We can validate it by comparing the average distance to gene TSS in each functional domain. In the following plot, we can easily see when a GO term has a smaller “observed_region_hits” (red dots), the average distances from input regions to the associated TSSs are more variable between the two genome versions.
l = tb_hg38$observed_region_hits < 200
plot(tb_hg19$mean_tss_dist, tb_hg38$mean_tss_dist, pch = 16, log = "xy",
col = ifelse(l, "#FF000020", "#0000FF60"), xlim = c(1e2, 1e6), ylim = c(1e2, 1e6),
xlab = "hg19", ylab = "hg38", main = "mean_tss_dist")

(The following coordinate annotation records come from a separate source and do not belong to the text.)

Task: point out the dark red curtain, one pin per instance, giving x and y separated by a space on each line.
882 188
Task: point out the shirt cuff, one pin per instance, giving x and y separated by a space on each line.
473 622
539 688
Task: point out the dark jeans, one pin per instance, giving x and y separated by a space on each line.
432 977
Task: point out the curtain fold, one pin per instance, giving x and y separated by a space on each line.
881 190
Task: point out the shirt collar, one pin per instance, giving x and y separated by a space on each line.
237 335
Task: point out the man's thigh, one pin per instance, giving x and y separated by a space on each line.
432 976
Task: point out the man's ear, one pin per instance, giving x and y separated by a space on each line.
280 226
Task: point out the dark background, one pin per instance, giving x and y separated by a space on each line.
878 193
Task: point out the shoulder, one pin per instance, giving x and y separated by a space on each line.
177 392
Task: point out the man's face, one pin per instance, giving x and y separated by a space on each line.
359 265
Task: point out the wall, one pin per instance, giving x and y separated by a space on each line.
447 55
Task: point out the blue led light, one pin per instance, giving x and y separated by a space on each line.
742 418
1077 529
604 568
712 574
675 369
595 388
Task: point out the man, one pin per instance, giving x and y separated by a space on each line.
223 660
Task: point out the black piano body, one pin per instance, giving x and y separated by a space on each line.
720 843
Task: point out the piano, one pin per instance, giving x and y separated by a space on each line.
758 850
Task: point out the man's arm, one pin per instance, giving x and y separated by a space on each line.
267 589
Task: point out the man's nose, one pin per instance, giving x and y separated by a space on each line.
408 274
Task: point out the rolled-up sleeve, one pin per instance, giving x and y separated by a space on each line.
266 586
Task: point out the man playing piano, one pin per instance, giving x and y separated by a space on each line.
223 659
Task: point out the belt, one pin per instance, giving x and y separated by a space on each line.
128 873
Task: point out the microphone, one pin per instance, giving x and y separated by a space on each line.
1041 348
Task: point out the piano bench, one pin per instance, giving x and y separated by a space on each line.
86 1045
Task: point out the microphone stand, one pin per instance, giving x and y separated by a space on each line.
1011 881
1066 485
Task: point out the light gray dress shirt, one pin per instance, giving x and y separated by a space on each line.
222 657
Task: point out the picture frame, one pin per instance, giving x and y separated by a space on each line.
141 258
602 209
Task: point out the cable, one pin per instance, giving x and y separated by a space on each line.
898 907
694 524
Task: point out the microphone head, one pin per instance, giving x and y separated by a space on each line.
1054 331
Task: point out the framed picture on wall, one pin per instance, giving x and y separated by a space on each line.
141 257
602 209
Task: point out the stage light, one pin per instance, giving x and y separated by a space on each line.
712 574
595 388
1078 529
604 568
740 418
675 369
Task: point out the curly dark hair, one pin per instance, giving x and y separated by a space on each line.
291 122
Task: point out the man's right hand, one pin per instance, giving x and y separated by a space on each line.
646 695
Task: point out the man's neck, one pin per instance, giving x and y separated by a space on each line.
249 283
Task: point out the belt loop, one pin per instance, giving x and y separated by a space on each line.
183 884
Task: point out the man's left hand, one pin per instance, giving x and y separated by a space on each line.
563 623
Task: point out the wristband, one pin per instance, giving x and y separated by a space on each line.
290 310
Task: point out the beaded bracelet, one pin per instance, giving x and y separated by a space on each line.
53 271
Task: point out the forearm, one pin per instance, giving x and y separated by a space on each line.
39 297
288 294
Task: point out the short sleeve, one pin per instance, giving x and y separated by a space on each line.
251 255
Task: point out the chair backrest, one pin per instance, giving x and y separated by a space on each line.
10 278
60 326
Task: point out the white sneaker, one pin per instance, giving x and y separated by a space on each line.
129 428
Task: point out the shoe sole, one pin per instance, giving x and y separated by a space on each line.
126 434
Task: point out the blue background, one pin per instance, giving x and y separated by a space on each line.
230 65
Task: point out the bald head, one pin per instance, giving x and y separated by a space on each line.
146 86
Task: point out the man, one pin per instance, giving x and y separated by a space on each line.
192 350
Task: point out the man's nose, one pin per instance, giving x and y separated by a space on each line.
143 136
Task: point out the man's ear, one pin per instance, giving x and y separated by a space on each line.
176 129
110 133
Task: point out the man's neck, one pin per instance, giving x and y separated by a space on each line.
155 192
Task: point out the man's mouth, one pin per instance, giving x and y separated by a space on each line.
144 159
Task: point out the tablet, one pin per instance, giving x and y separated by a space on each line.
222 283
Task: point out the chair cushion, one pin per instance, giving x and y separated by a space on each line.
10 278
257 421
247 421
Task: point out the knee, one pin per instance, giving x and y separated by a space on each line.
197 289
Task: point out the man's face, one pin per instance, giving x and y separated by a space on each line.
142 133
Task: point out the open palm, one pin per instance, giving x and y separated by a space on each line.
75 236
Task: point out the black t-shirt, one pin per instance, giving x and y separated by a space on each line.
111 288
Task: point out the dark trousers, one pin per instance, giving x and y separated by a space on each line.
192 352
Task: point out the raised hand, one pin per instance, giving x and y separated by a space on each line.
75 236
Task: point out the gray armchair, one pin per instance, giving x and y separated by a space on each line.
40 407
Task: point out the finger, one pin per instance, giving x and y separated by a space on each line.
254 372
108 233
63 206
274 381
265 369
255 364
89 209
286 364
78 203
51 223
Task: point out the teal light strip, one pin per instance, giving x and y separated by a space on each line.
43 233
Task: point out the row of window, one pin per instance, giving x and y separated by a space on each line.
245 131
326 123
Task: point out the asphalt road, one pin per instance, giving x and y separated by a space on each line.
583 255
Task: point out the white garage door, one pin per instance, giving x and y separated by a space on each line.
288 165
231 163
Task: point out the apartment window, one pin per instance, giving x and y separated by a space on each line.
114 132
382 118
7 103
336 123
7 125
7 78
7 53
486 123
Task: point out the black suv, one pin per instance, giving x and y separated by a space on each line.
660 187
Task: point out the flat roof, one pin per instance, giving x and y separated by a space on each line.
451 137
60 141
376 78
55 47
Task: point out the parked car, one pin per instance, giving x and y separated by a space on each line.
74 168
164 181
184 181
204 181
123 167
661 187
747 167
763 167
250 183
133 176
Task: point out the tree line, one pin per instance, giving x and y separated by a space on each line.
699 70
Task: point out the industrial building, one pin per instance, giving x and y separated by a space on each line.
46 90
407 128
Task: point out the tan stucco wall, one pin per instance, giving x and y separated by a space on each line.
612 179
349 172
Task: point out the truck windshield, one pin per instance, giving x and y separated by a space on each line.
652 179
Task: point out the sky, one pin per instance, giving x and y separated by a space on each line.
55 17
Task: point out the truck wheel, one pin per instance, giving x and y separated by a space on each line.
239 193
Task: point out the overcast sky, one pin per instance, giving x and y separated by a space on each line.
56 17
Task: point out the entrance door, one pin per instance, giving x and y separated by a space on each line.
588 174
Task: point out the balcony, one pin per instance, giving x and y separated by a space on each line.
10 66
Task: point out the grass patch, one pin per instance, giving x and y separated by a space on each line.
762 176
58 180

legend("topleft", pch = 16, col = c("red", "blue"),
legend = c("small n_obs in hg38 (< 200)", "large n_obs in hg38 (>= 200)"))
This analysis shows using the wrong genome version greatly affects the enrichment results, especially for the functional terms which only have a few associated input regions.